Beim ersten Hinsehen geht es um Rez, Leadsänger einer schon seit Jahrzehnten erfolgreichen Rockgruppe, der seine Heiratsabsichten kundgetan haben soll - allerdings mit einem "Idoru", einer nur virtuell existierenden Medienfigur. Sein Sicherheitsdienst denkt, er sei durchgedreht, und versucht alles darüber zu vertuschen, ja engagiert sogar eine Art "Netz-Detektiv" um herauszufinden, was mit Rez los it.

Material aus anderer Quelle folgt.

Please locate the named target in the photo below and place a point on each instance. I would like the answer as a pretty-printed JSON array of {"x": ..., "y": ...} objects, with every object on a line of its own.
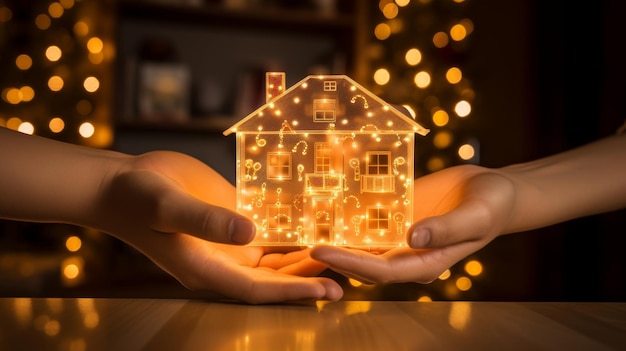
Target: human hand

Doch natürlich kommt die Meldung den weltweit organisierten Fanclubs von Rez zu Ohren und in Seattle beschließt man, der Sache auf den Grund zu gehen: Man schickt die 14-jährige Chia nach Tokio, um herauszufinden, was an der Sache dran ist.
Wie gesagt, geht es nur auf den ersten Blick um Rez: Durch den Kunstgriff, die Geschichte abwechselnd aus der Perspektive der naiven Chia, die schon während ihres Flugs nach Tokio in Schwierigkeiten kommt (die sie bis zum Schluß begleiten), und des angesprochenen "Detektivs" Laney, der die Fähigkeit zum intuitiven Finden von Informationen in den riesigen Datenmengen des Netzes besitzt, zu erzählen, liegt das Hauptaugenmerk vielmehr auf diesen beiden Charakteren.
Urteil: Es dauert zwar eine Weile bis die Story in Fahrt kommt (und man versteht, um was es eigentlich geht), aber dann liest sich das Buch wirklich spannend und sorgt für gute Unterhaltung - bis dann gegen Ende hin die Luft irgendwie draußen ist und der etwas unbefriedigende Schluß sein Übriges dazu tut.
Stilistisch gesehen ist Gibson immer noch auf dem hohen Niveau seiner Frühwerke, seine bildreiche Sprache zieht einen immer noch in ihren Bann. Allerdings führt die häufige Verwendung von Begriffen, die vermutlich sogar dem Durchschnittsamerikaner unbekannt sind, dazu, daß man hierzulande wohl nicht in den vollen Genuß der sprachlichen Fähigkeiten Gibsons kommen wird. Was man in dem Buch jedoch etwas vermißt ist die Atmosphäre eines "Neuromancers": Einzig die Otakus (Shadowrunner unter Euch werden sich erinnern) und die Idee der sich selbst reproduzierenden Nanotech-Einheiten zeigen, daß immer noch Einiges an visionärer Kraft in Gibson vorhanden ist.
Als Fazit läßt sich sagen, daß Cyberpunk-Fans wahrscheinlich nicht enttäuscht sein werden - Neulinge sollten sich vielleicht aber erstmal mit seiner Neuromancer-Trilogie beschäftigen.